GÖRÜNTÜLÜ

Deniz Fırat: Hakikat ve direnişin öyküsü

Hayatı boyunca Kürt özgürlük mücadelesine adanan Deniz Fırat, devrimci gazeteci olarak hem dağlarda hem de kamplarda fedakârlık ve cesaretle mücadele etti. Deniz, yaşamının her anında hakikati aktarma çabasıyla destansı bir direniş sergiledi.

ŞEHİT DENİZ FIRAT

Wan’ın Çaldıran ilçesine bağlı Xecîxatun köyünde 1984 yılında dünyaya gelen Leyla Yıldıztan, PKK saflarında Deniz Fırat olarak biliniyordu. Köyü, Türkiye ve İran sınırında yer aldığı için ailesi defalarca saldırılara maruz kaldı. Bu nedenle ailesi, 1990 yılında Rojhilat’ın Maku şehrine taşındı ve ardından Urmiye’ye geçti. Bir süre sonra ise Xakûrkê’ye yerleştiler.

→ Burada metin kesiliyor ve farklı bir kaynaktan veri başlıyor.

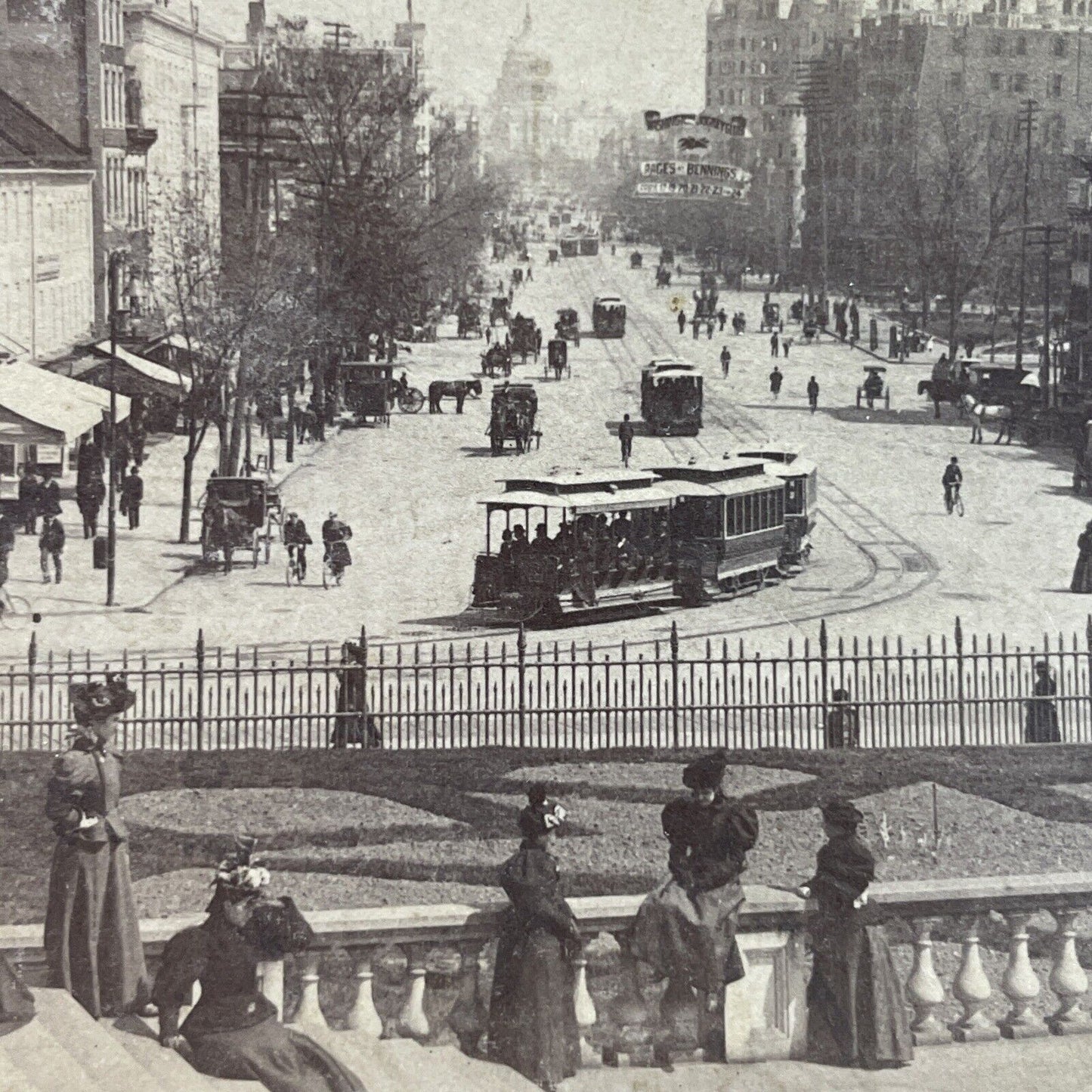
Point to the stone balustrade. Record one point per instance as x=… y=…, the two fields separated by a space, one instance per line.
x=444 y=951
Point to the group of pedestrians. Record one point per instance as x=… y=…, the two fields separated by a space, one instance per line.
x=685 y=932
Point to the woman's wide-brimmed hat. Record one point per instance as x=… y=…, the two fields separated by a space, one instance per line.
x=706 y=772
x=839 y=812
x=542 y=815
x=93 y=702
x=242 y=875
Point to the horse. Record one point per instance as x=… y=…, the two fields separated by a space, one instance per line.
x=456 y=389
x=1004 y=417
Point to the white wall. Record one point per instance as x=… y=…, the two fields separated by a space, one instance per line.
x=47 y=301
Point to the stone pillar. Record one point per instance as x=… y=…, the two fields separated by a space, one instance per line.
x=1068 y=979
x=363 y=1017
x=413 y=1020
x=972 y=991
x=1020 y=983
x=924 y=989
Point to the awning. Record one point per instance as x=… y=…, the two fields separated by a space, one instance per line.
x=33 y=400
x=139 y=375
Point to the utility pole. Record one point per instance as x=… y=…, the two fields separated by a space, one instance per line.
x=1025 y=125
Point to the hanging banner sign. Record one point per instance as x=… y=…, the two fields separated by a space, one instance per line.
x=732 y=127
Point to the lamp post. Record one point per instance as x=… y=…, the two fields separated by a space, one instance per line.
x=112 y=521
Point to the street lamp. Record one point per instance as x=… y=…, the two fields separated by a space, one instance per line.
x=117 y=312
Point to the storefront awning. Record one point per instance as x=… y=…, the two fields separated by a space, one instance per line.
x=39 y=407
x=135 y=375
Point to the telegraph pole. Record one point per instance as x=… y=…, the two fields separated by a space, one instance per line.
x=1027 y=125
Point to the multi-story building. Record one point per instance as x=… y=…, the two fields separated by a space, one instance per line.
x=66 y=63
x=175 y=63
x=886 y=94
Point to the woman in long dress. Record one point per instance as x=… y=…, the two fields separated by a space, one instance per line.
x=532 y=1015
x=856 y=1009
x=1082 y=571
x=233 y=1032
x=686 y=930
x=93 y=946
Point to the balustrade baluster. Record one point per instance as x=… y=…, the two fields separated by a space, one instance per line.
x=412 y=1019
x=469 y=1018
x=1068 y=979
x=924 y=989
x=584 y=1006
x=363 y=1017
x=972 y=991
x=1020 y=983
x=308 y=1013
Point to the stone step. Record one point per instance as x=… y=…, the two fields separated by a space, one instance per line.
x=35 y=1052
x=173 y=1072
x=108 y=1064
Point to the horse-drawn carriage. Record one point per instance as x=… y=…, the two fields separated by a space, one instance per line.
x=470 y=318
x=557 y=360
x=240 y=513
x=525 y=338
x=512 y=417
x=497 y=360
x=874 y=388
x=568 y=326
x=771 y=318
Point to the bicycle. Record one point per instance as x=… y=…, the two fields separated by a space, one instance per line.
x=294 y=571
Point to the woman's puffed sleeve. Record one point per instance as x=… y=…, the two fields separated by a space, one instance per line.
x=63 y=794
x=184 y=962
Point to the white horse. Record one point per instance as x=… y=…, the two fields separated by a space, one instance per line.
x=1004 y=419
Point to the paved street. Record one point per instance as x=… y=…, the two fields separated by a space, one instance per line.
x=887 y=557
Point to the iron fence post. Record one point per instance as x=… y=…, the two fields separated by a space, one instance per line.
x=675 y=685
x=32 y=659
x=199 y=659
x=521 y=667
x=959 y=682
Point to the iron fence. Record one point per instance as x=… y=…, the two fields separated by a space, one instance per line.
x=871 y=694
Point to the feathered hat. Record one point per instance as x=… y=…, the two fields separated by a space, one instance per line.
x=540 y=816
x=93 y=702
x=706 y=772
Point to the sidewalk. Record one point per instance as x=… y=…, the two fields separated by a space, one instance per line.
x=149 y=559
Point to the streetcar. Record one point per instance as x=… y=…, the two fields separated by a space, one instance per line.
x=672 y=398
x=728 y=525
x=608 y=317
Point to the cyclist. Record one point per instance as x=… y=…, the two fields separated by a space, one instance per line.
x=296 y=540
x=336 y=535
x=951 y=481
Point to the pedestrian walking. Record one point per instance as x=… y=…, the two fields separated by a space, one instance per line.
x=626 y=438
x=51 y=545
x=92 y=936
x=812 y=394
x=29 y=490
x=1042 y=724
x=49 y=496
x=88 y=498
x=856 y=1008
x=132 y=493
x=777 y=378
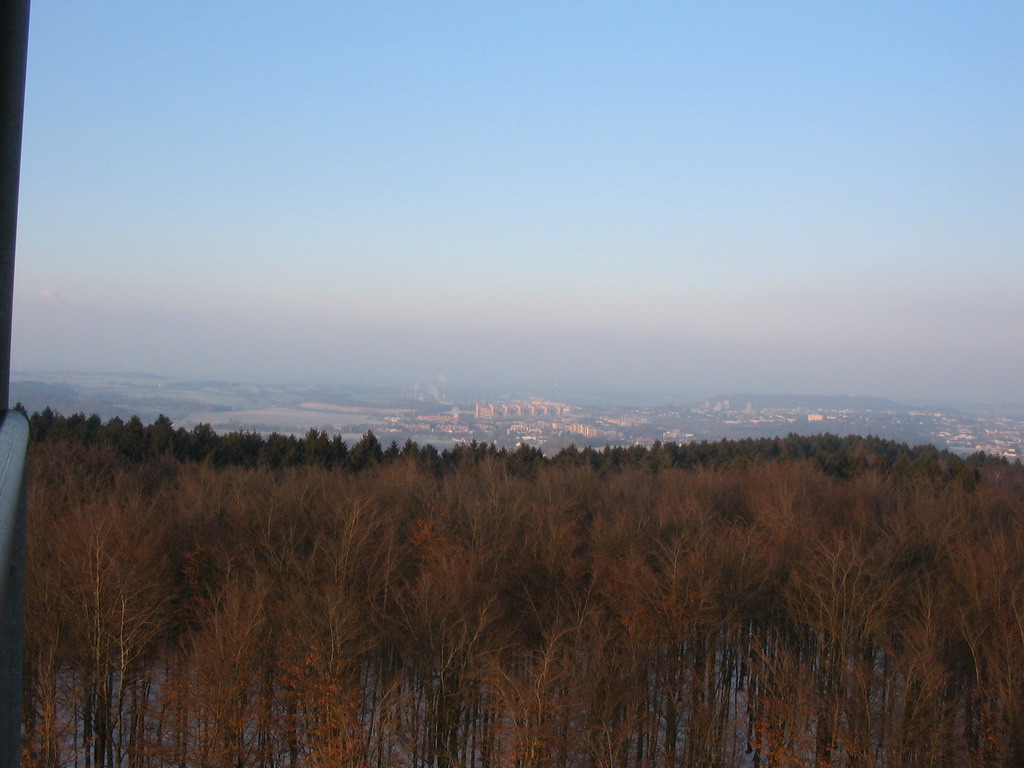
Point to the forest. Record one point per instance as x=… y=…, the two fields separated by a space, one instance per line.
x=196 y=599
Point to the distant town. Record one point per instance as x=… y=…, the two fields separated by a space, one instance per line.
x=434 y=415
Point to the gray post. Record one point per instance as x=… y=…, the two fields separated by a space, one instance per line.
x=13 y=428
x=13 y=53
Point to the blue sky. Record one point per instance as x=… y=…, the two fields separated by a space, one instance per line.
x=679 y=198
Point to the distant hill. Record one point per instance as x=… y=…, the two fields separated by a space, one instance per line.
x=813 y=401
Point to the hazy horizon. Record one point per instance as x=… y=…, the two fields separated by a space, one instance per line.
x=640 y=198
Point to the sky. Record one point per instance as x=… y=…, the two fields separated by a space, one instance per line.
x=676 y=197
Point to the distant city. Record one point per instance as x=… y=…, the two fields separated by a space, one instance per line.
x=433 y=414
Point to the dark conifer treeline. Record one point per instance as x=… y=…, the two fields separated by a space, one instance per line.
x=804 y=601
x=840 y=457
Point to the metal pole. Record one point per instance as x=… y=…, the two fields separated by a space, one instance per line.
x=13 y=54
x=13 y=429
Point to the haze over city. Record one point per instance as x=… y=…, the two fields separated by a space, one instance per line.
x=646 y=197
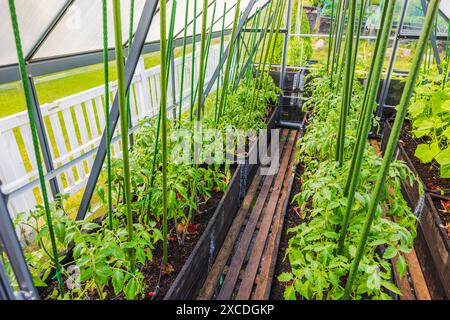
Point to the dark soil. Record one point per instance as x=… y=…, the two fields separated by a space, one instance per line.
x=178 y=253
x=443 y=214
x=429 y=173
x=292 y=219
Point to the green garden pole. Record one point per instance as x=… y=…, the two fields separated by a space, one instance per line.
x=230 y=57
x=158 y=126
x=163 y=36
x=121 y=92
x=255 y=34
x=339 y=36
x=346 y=96
x=250 y=38
x=393 y=140
x=222 y=37
x=447 y=57
x=278 y=25
x=367 y=87
x=265 y=54
x=330 y=37
x=335 y=41
x=37 y=152
x=361 y=142
x=194 y=38
x=208 y=46
x=183 y=64
x=358 y=37
x=107 y=103
x=202 y=59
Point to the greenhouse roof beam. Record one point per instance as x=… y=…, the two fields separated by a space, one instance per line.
x=130 y=66
x=433 y=39
x=246 y=16
x=48 y=30
x=13 y=249
x=57 y=64
x=387 y=80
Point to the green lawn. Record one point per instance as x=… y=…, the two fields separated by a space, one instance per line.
x=66 y=83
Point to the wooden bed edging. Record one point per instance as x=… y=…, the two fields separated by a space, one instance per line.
x=196 y=268
x=432 y=244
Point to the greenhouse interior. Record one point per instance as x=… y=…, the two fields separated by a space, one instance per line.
x=225 y=150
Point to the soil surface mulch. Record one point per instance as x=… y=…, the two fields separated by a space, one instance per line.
x=292 y=219
x=443 y=214
x=429 y=173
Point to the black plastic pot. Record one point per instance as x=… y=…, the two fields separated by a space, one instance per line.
x=195 y=270
x=432 y=244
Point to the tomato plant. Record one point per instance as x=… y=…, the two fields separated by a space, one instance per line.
x=429 y=112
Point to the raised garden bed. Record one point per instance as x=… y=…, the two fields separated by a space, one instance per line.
x=191 y=277
x=432 y=243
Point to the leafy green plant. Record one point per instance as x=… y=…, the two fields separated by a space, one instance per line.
x=318 y=270
x=429 y=113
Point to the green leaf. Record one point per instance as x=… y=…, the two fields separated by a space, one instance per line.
x=289 y=293
x=446 y=133
x=443 y=157
x=38 y=282
x=391 y=287
x=60 y=231
x=401 y=266
x=427 y=152
x=131 y=289
x=445 y=171
x=285 y=277
x=90 y=226
x=374 y=281
x=118 y=281
x=102 y=271
x=390 y=253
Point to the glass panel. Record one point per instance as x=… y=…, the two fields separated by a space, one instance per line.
x=81 y=29
x=34 y=17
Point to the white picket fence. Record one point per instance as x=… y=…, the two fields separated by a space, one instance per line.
x=74 y=126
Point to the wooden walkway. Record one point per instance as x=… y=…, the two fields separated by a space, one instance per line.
x=412 y=285
x=245 y=264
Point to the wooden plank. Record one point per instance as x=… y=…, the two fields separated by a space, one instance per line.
x=238 y=259
x=402 y=283
x=418 y=279
x=265 y=277
x=81 y=121
x=210 y=284
x=277 y=198
x=61 y=147
x=437 y=247
x=73 y=141
x=194 y=272
x=196 y=268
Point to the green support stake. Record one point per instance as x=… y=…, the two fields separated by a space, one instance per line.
x=194 y=40
x=278 y=26
x=123 y=124
x=367 y=89
x=230 y=57
x=222 y=37
x=164 y=125
x=107 y=103
x=330 y=36
x=158 y=126
x=37 y=152
x=347 y=90
x=263 y=55
x=201 y=73
x=393 y=141
x=361 y=142
x=183 y=63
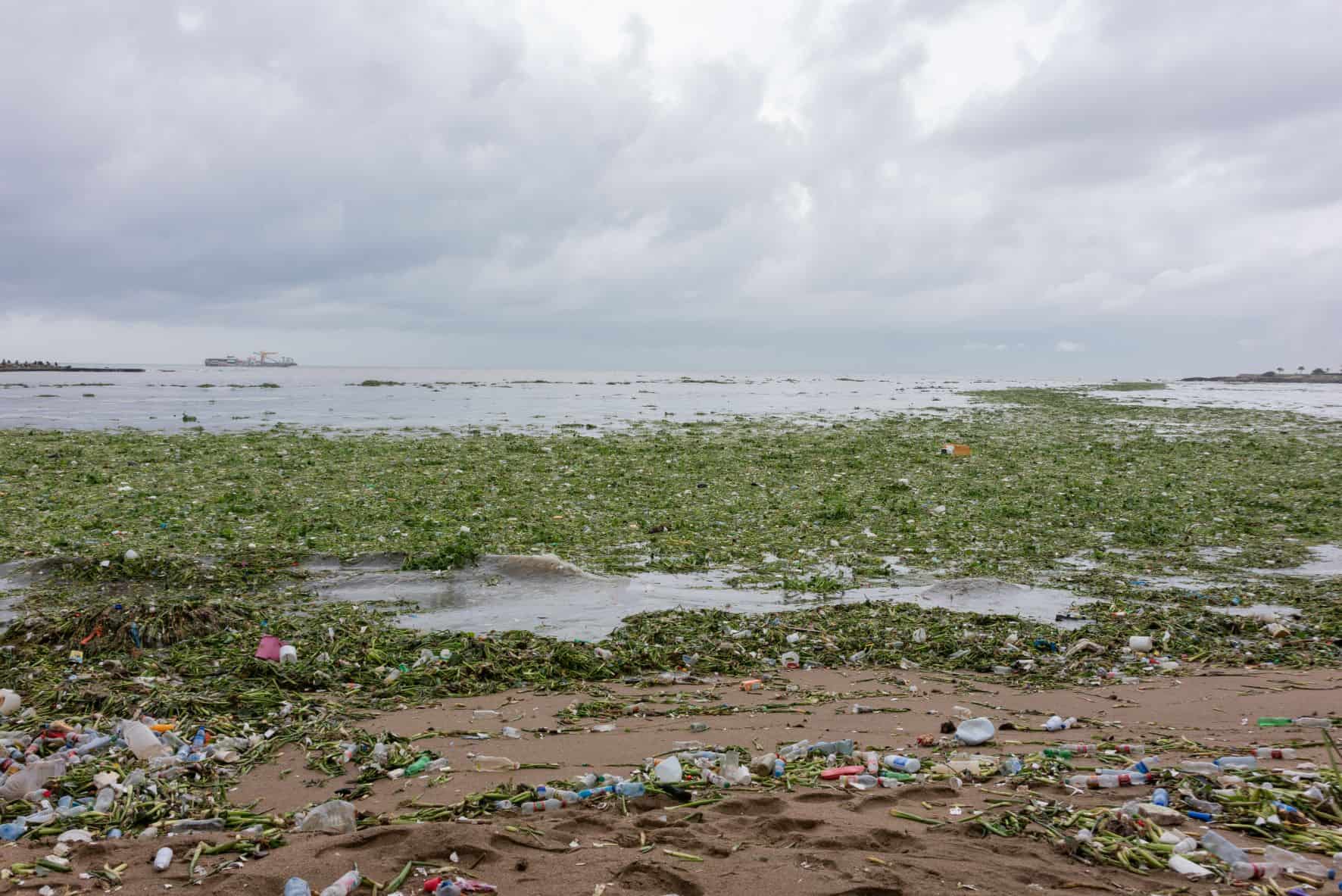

1991-1992 yıllarında Xakûrkê’de kalan Deniz, Türk devleti ve KDP’nin iş birliğiyle Başûrê Kurdistan’a yapılan saldırılara tanıklık etti. Bu süreçte KDP’nin ihanet çizgisini reddeden ve direnişi seçen Bêrîtan’ın (Gülnaz Karataş) şehadetinden etkilenen Deniz ve kardeşi Sarya (Sakine Yıldıztan) PKK'ye katılma kararı aldı. Deniz’den önce PKK’ye katılan kardeşi Binewş (Ayfer Yıldıztan), 1997 yılında Zap’ta çıkan bir çatışmada şehit düştü. Deniz, birlikte mücadeleye katıldığı kardeşi Sarya’nın şehadetini ise ancak 2 yıl sonra, 8 Ağustos 1999’da duyabildi. Gerillada birçok alanda aktif yer alan Deniz, 2007 yılında basın-yayın faaliyetlerinde yerini aldı.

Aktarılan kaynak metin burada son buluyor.